BMI -> Health Research Group

A) We study the effects of increased adiposity on human health

Increased adiposity has clear observational associations with health including all-cause mortality, cardiovascular disease, type-2-diabetes and cancer. Major gaps exist in understanding the mechanisms that may underlie these relationships. We use cross-disciplinary approaches - from wet lab, dry lab, cohort studies, trials and a variety of -omics techniques - to explore these relationships and to identify potential therapeutic targets. This research aims to flag causal targets for further investigation and identify potential pathological processes.

-- Our primary research questions are:

  1. How does variation in adiposity influence health outcomes?
  2. How do adiposity related diseases or conditions (like T2D) influence cancer outcomes?
  3. How might (or might not) measurable biological intermediaries (including the gut microbiome) play a role in adiposity effects in major disease areas such as metabolic disease, cancer, inflammatory conditions, immune response?

B) We also study the interaction between environment, lifestyle, and health.

Air and noise pollution and the built (human-made) environment are just a few environmental exposures, alongside lifestyle, diet, education and many more that may influence health and disease. As members of the LongITOOLS project we are studying the interactions between the environment, lifestyle and health in determining the risks of chronic cardiovascular and metabolic diseases. See more information here.

-- Our primary research questions are:

  1. How do environmental determinants influence growth and adiposity trajectories?
  2. How do environmental exposures influence metabolic and cardiovascular health trajectories?
  3. What are the molecular signatures of air, noise and built environment in children, adolescents and adults?

We are based at the University of Bristol's School of Cellular and Molecular Medicine and the Bristol Medical School. We also oversee and work closely with the Avon Longitudunal Study of Parents and Children (ALSPAC) cohort while also maintaing a close association with the Medical Research Council Integrative Epidemiology Unit (MRC-IEU).

Dr.
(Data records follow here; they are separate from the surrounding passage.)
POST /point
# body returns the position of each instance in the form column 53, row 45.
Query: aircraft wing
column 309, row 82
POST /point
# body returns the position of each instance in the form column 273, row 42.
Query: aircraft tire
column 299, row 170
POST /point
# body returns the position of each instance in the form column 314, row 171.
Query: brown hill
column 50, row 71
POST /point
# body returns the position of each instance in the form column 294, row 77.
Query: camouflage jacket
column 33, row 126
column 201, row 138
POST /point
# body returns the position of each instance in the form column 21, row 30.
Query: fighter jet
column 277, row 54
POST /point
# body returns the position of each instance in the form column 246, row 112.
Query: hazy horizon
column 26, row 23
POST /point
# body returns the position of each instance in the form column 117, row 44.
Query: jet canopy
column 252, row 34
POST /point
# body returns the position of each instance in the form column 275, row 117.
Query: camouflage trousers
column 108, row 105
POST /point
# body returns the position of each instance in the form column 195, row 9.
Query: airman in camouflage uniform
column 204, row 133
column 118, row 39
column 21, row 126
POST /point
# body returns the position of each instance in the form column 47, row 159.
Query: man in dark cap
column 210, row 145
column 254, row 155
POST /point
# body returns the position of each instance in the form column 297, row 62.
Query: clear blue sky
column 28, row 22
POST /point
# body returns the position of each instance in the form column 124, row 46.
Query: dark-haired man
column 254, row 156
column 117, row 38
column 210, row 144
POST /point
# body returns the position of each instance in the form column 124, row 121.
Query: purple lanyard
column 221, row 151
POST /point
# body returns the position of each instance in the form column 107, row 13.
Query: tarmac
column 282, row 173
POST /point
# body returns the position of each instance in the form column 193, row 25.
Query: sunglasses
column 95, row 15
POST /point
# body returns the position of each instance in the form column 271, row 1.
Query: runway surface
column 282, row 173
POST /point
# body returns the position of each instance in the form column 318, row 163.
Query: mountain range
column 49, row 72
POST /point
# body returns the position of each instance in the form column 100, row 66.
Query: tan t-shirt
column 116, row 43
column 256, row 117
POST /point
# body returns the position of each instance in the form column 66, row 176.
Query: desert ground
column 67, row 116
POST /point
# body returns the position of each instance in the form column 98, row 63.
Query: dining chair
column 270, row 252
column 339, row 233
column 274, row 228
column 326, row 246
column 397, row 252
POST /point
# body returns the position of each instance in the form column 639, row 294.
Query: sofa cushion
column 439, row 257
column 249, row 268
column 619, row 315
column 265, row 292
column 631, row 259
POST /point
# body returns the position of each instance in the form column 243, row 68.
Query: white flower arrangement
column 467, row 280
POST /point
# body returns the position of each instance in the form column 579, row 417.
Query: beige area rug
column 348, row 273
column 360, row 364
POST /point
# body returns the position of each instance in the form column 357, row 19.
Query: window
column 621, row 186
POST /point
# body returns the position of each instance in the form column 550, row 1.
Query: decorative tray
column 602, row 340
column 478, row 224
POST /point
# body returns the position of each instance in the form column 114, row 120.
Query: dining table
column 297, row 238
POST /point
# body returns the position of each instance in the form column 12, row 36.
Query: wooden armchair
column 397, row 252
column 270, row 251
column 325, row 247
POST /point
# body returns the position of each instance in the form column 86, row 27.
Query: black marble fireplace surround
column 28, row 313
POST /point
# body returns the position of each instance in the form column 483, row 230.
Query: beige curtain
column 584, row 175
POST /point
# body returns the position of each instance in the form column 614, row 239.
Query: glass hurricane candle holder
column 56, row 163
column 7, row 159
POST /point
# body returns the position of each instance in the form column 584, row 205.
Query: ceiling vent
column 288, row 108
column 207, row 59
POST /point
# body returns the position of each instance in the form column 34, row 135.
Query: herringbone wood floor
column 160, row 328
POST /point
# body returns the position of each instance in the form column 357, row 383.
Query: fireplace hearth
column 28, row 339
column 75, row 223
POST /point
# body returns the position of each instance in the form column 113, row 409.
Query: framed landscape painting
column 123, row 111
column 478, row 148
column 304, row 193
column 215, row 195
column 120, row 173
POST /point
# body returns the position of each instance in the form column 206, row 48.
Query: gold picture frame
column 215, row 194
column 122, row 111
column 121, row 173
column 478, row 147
Emma Vincent co-leads the The Elizabeth Blackwell Institute for Health Research "Integrating Health Research: Mechanisms to Populations" strand. The strand provides a formal structure for promoting and facilitating interdisciplinary research between fundamental bioscience and population health science. Are you interested in or need help in conecting with researchers in other departments? Do look for more information here.

Our computational work would be impossible without the Advanced Computing Research Centre.